A aldeia Gãh Ré, comandada pela cacica Iracema, sofreu com outro pedido de reintegração de posse recente, também nas imediações do Morro Santana, motivo pelo qual migraram para o terreno onde seguem acampados desde 18 de outubro deste ano. O espaço está registrado em nome da Maisonnave Companhia de Participações, empresa que atua como holdings de instituições não-financeiras e tem projeto de um empreendimento imobiliário na área. 

Filha da cacica, Kapri Kaingang conta que os integrantes da etnia enterram seus cordões umbilicais no topo do Morro Santana. A terra é considerada sagrada pela aldeia, que retira da terra seu alimento, ervas de cura e insumos para a produção de artesanato. O terreno possui 17 hectares de área e antropólogos da UFRGS afirmam que há sítios arqueológicos no local pertencentes a antepassados dos Kaingang. 

Terreno hipotecado

Em 1981 o terreno, que pertencia a uma construtora, foi hipotecado ao Banco Maisonnave, que posteriormente incorporou a empresa e passou a ter também a posse da área. Hoje, consta que a propriedade do imóvel seria da Maisonnave Companhia de Participações, conforme informações da nota técnica dos pesquisadores da UFRGS. Ocorre que a empresa integrou o “Grupo Maisonnave”, que foi liquidado extrajudicialmente após crimes contra o sistema financeiro nacional. Dessa forma, vários bens da família Maisonnave foram penhorados e há despachos de execução de dívida contra Roberto de Moraes Maisonnave e contra a companhia. Na nota técnica, há mais uma série de elementos que colocam em dúvida o exercício de posse anterior do terreno por parte da empresa.

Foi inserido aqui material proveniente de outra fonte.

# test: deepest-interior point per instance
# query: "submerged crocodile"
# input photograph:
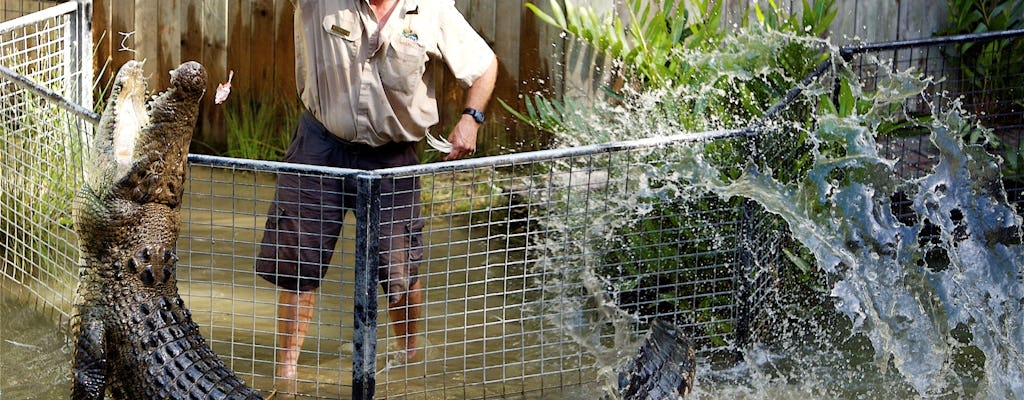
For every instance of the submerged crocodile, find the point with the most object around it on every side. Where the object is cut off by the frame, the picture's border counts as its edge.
(664, 367)
(133, 335)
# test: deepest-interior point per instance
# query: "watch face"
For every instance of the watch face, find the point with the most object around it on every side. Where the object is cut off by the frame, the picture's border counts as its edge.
(476, 114)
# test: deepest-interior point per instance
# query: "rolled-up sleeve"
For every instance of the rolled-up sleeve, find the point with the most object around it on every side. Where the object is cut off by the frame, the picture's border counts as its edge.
(465, 52)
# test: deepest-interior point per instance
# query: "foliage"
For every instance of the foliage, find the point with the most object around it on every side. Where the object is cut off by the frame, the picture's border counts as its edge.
(990, 70)
(260, 128)
(41, 172)
(677, 65)
(710, 77)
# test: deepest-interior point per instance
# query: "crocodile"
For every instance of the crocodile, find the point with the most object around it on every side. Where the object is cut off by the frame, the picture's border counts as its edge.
(664, 367)
(133, 336)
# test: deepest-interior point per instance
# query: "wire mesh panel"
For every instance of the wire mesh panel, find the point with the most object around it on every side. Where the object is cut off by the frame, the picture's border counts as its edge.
(40, 159)
(223, 221)
(539, 273)
(980, 73)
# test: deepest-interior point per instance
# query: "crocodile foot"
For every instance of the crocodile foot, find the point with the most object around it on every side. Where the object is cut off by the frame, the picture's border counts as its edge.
(154, 264)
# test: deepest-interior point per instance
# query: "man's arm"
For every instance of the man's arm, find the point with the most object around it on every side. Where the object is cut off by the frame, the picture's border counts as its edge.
(463, 136)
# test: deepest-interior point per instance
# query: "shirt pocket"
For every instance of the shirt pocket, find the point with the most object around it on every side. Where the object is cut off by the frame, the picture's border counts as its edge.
(343, 25)
(403, 65)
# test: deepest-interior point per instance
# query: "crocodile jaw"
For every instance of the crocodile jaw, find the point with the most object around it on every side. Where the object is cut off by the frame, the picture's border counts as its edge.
(130, 114)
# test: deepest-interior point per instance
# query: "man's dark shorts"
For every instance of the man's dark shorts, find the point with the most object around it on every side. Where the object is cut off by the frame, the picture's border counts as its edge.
(305, 219)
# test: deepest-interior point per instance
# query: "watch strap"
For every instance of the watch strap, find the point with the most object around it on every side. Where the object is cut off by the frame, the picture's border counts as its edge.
(476, 114)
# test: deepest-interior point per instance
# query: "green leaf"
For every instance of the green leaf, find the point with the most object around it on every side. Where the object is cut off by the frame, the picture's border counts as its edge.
(846, 100)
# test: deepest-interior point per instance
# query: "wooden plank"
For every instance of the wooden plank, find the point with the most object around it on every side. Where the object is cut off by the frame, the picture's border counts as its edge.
(122, 33)
(284, 50)
(103, 42)
(192, 31)
(211, 136)
(146, 38)
(240, 46)
(261, 43)
(169, 40)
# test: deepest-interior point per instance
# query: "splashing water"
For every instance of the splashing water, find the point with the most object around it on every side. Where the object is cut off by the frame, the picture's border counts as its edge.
(922, 291)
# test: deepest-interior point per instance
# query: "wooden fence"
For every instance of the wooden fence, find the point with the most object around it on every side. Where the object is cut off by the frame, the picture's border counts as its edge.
(254, 38)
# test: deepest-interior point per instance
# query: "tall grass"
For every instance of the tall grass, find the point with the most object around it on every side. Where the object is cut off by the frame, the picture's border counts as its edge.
(260, 128)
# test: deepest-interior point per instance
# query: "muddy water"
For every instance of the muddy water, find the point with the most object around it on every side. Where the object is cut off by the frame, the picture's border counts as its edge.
(34, 354)
(480, 336)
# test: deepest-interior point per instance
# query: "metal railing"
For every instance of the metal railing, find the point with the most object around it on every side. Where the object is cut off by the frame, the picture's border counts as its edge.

Assim mesmo, em processo polêmico, a companhia obteve o Licença Prévia da Secretaria Municipal do Meio Ambiente para construir um grande condomínio no local. De acordo com a nota técnica da UFRGS, a autorização contraria o parecer da Procuradoria Geral do Município. Além disso, o projeto foi inicialmente rejeitado pelo no Conselho Municipal de Desenvolvimento Urbano Ambiental (CMDUA), por ser área de importância ecológica, histórica, com potencial arqueológico comprovado, tendo sido  redistribuído a outra região de planejamento, onde foi aprovado em tempo reduzido, sem realização de diligências ao local, como sugerido por conselheiros. A região abriga 76 espécies, sendo 49 nativas (67%) e 24 exóticas (33%).

Liminar

O despacho da juíza federal Clarides Rahmeier, da 9ª Vara Federal de Porto Alegre, considera a reivindicação dos indígenas, registrando a argumentação de que "os Kaingang nunca deixaram de acessar o Morro Santa para diversas finalidades, como a coleta de materiais de artesanato, acesso a locais sagrados e ritualização com a medicina tradicional, de modo que há justa reivindicação do território". Entretanto, considera que a "autora comprovou adequadamente a propriedade e posse da área".

Omissão

Um trecho da decisão deixa claro, ainda, o peso da omissão da Funai diante do caso. "Ao Judiciário, não cabe conceder a posse da terra à Comunidade Indígena Kaingang e Xokleng, em decorrência de reconhecimento de área historicamente indígena sem o devido procedimento de constatação, em que seja garantida a ampla defesa e o contraditório do proprietário do imóvel", escreveu a juíza. O prazo definido para desocupação da área se encerra na próxima terça (20).

Os representantes jurídicos do povo indígena entrarão com agravo de instrumento pedindo suspensão da liminar pelo risco do pleito dos indígenas ficar inviabilizado. Diante da disputa, a cacica Iracema afirmou que se a Justiça decidir contrariamente à permanência de seu povo no Morro Santana, "então me leva num caixão, porque eu não vou sair".